Climate change has made weather forecasting doubly hard. The Philippines now have four seasons, dry, very dry, wet, and very wet. The agency hardest hit by climate change is the PAG-ASA. The Philippine weather bureau, long ridiculed for wrong forecasts, continues to suffer setbacks with its weather forecasts. The people don't mind though. We have learned to expect the opposite of their predictions. We continue to prepare for the worst, but often, PAG-ASA's predictions of very bad weather do not come true.
Typhoon Pepeng was supposed to veer away from Luzon. But it came back a number of times, pouring rains that necessitated the opening of dams, causing much destruction of lives and property.
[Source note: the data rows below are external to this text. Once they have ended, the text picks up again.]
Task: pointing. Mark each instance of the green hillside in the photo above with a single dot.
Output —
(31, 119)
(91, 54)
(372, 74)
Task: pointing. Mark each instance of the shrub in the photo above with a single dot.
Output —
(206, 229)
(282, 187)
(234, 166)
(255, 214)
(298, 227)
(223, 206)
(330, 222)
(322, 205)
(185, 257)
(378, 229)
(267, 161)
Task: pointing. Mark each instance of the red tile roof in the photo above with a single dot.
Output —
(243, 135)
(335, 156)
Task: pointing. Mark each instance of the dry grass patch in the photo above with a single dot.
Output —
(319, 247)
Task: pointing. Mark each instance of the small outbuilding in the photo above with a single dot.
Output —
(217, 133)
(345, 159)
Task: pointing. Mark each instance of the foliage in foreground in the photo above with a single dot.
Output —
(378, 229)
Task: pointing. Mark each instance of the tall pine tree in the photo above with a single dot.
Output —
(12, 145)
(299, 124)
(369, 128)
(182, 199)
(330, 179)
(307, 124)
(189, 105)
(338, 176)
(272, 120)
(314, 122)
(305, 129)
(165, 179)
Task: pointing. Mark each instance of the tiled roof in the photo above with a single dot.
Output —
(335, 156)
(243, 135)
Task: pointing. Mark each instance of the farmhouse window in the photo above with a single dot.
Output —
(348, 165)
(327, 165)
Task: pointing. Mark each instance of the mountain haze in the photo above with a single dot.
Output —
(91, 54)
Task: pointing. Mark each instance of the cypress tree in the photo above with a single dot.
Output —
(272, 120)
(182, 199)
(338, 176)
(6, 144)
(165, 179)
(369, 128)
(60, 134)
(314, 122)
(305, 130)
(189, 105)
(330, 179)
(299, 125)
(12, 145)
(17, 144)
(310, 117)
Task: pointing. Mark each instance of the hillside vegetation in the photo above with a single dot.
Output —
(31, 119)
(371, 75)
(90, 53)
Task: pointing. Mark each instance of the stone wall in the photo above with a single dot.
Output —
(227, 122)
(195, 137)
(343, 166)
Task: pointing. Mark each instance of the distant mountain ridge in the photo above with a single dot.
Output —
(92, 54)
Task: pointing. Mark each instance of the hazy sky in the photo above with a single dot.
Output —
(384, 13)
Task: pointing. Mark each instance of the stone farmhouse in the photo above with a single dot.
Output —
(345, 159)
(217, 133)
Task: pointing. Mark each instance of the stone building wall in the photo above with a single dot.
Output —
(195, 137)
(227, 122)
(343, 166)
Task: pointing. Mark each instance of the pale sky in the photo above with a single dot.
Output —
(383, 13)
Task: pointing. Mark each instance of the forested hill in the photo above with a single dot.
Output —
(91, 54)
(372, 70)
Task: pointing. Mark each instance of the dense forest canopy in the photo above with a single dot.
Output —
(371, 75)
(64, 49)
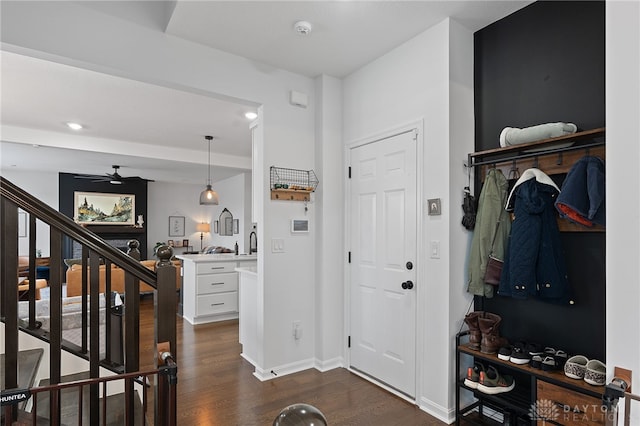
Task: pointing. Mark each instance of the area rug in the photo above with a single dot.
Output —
(71, 318)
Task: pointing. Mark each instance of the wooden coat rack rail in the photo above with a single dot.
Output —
(546, 156)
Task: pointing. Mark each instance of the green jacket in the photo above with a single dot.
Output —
(490, 209)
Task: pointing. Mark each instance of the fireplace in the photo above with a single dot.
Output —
(115, 236)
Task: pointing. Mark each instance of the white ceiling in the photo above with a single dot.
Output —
(38, 96)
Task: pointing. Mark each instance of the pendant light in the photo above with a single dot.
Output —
(209, 197)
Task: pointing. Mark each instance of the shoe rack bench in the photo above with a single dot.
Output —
(569, 401)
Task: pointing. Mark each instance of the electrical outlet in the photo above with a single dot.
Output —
(435, 249)
(297, 330)
(277, 245)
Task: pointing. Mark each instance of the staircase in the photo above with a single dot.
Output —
(107, 391)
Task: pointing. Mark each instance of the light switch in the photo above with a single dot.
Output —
(277, 245)
(435, 249)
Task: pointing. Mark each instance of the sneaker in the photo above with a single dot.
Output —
(473, 375)
(535, 349)
(519, 355)
(492, 383)
(536, 361)
(549, 363)
(505, 352)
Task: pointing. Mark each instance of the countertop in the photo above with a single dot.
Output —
(221, 257)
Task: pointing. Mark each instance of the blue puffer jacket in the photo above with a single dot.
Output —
(535, 263)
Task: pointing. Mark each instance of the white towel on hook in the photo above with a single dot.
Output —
(516, 136)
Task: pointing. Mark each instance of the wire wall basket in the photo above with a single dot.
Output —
(292, 184)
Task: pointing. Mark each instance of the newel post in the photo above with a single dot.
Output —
(165, 329)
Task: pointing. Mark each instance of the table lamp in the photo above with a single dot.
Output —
(202, 228)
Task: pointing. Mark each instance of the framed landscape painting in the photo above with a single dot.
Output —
(99, 208)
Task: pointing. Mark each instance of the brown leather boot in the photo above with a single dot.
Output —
(489, 327)
(475, 336)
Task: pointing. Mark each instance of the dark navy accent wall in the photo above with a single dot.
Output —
(68, 184)
(545, 63)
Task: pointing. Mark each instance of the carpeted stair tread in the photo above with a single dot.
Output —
(28, 364)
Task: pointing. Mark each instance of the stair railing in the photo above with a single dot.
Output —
(94, 250)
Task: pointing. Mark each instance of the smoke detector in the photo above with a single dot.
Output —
(302, 27)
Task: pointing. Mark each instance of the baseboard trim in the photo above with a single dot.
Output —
(438, 411)
(283, 370)
(331, 364)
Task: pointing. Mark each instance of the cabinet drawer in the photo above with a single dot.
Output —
(216, 283)
(215, 267)
(568, 407)
(217, 303)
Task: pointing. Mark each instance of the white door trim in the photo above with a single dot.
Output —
(418, 127)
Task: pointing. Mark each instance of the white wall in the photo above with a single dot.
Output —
(45, 187)
(419, 81)
(172, 199)
(70, 33)
(461, 137)
(329, 200)
(623, 190)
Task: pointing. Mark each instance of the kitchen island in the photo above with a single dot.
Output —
(209, 289)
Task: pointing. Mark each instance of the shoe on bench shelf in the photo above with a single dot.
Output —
(492, 383)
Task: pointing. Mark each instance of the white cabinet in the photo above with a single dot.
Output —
(210, 287)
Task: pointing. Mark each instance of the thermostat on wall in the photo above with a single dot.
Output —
(299, 225)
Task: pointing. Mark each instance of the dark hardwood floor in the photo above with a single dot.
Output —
(216, 386)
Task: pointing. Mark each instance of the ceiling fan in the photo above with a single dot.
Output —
(113, 178)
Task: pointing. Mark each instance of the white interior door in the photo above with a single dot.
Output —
(382, 231)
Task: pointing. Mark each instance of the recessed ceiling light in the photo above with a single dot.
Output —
(302, 27)
(74, 126)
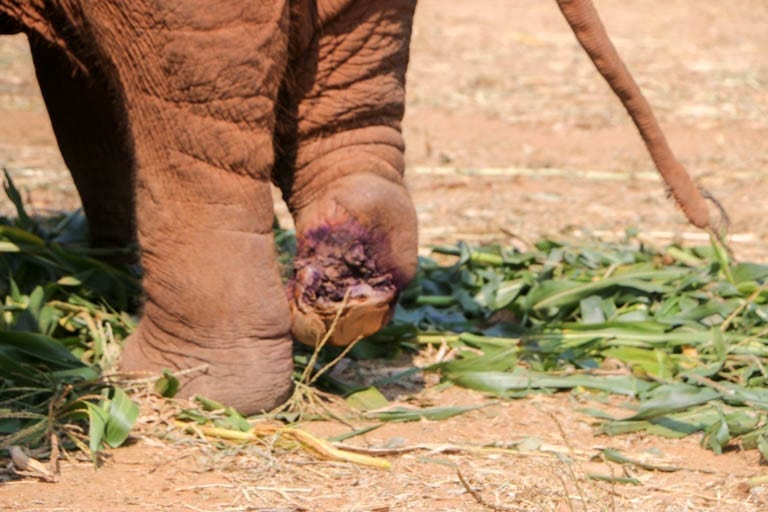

Of course, PAG-ASA does not have Doppler radars to determine rain volume, but that's for the rain volume. Is the Doppler also needed to predict the typhoon's path?
Before Pepeng, typhoon Ondoy was not advertised as it was. In many other times, PAG-ASA raised the alarms for impending strong typhoons. Signals were raised, classes were suspended, only for the sun to shine mightily the next day. PAG-ASA is the weather bureau who cried wolf.
With typhoon Ramil, PAG-ASA once again raised the signal and even hinted of a signal no.4. The country, particularly the northern part, prepared for the onslaught and prayed to high heavens to spare the country. The weather gods listened and once again PAG-ASA was red faced. Other weather agencies predicted Ramil will veer away, PAG-ASA expected it to hit us. Kaya ang iba nagsasabing huwag nang umasa sa PAG-ASA - 'wag asa.
But wait, if we want to be spared of a typhoon's wrath, we have just to make PAG-ASA predict a landfall, and the typhoon will go away. This space has been underestimating the value of the agency. PAG-ASA is not hopeless after all. My apologies.